In the last few weeks, clean mobility, and hydrogen as part of it, has had a crescendo of interest and Riversimple has been very involved in the zero-emission conversation, from award nominations to media coverage, new events and podcasts. As concern about the climate crisis escalates, people are seeking alternatives to the status quo – and that definitely includes clean personal transport.
It’s wider than just the vehicle itself. Our business is truly disruptive, and that resonates with a growing public interest in new ways of doing things: usership not ownership; circularity instead of take, make, dispose; longevity not obsolescence.
In October’s edition of The Manufacturer and in this piece in November’s Autocar, Riversimple founder Hugo Spowers highlights the necessity for both hydrogen electric and battery electric vehicles:
“Some demands are met better by BEVs and some by hydrogen. We need both these technologies; we don’t argue over solar or wind turbines winning the energy race.”

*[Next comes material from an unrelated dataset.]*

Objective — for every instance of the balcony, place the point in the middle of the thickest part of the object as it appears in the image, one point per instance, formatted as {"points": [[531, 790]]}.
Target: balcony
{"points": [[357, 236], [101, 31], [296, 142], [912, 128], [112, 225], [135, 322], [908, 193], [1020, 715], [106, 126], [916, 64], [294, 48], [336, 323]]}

Hugo also outlines hydrogen’s role as a convenient storage vector for intermittent renewables:
“Electricity and hydrogen are very complementary. You can make electricity more efficiently from some sources and hydrogen more efficiently from others. For instance, producing electricity from wind is far more efficient than hydrogen. But when there’s excess wind, you can’t store electricity but you can store hydrogen. On the other hand, hydrogen is made more efficiently from biogas than electricity.”
Auto Futures is a recently-launched Thomson Reuters platform all about the rapidly-evolving automotive industry – and we attended their stylishly executed event, Auto Futures Live, in London at the end of October. We truly enjoyed being amongst a very informed and forward-thinking bunch.
Watch Hugo in their fascinating Fuel of the Future debate with: Helen Lees from Groupe PSA; Ricardo Martinez-Botas, Professor of Turbomachinery at Imperial College London and ClientEarth’s Dominic Phinn.
The BBC’s Fergus Nicholl covered us in this piece which is largely about hydrogen electric cars from the consumer’s perspective – ‘Behind the wheel of a hydrogen car.” Fergus took the Hyundai ix35 out for a spin and found it a quiet, clean experience. “But this is a sector in which the upstart start-up can claim a modest place too,” he says. “Outside Llandrindod Wells, a small market town in central Wales, Riversimple aims to lease, not sell, its futuristic hydrogen fuel cell vehicles to a strictly local market.”
“The Riversimple business model – a three-year fixed price lease aimed at short-distance local drivers – is designed to negate the biggest problem affecting hydrogen cars: range anxiety.”
Hugo himself has also been in focus this autumn. In the era of the cult of personality, his dogged pursuit of Riversimple’s goal – personal mobility with zero environmental impact – has attracted attention. He can be little unreasonable at times. Or, possibly, the most unreasonable of people… Hugo was presented with the London Business School’s George Bernard Shaw Unreasonable Person Award on 14 November!
Hugo with Jeff Skinner and Justin Birkinshaw of LBS. Hugo was both the judges’ and the people’s choice for this award “for an individual who has shown enormous tenacity and stubbornness in pursuing an idea, despite the difficulties encountered along the way”.
Other recent coverage includes this BBC World Service business report on hydrogen cars; this article in French business magazine Challenges; this brilliant Fully Charged podcast, which explores aspects of our atypical business model; and most recently this film on CNBC, featuring Head of Powertrain Dr Nico Sergent.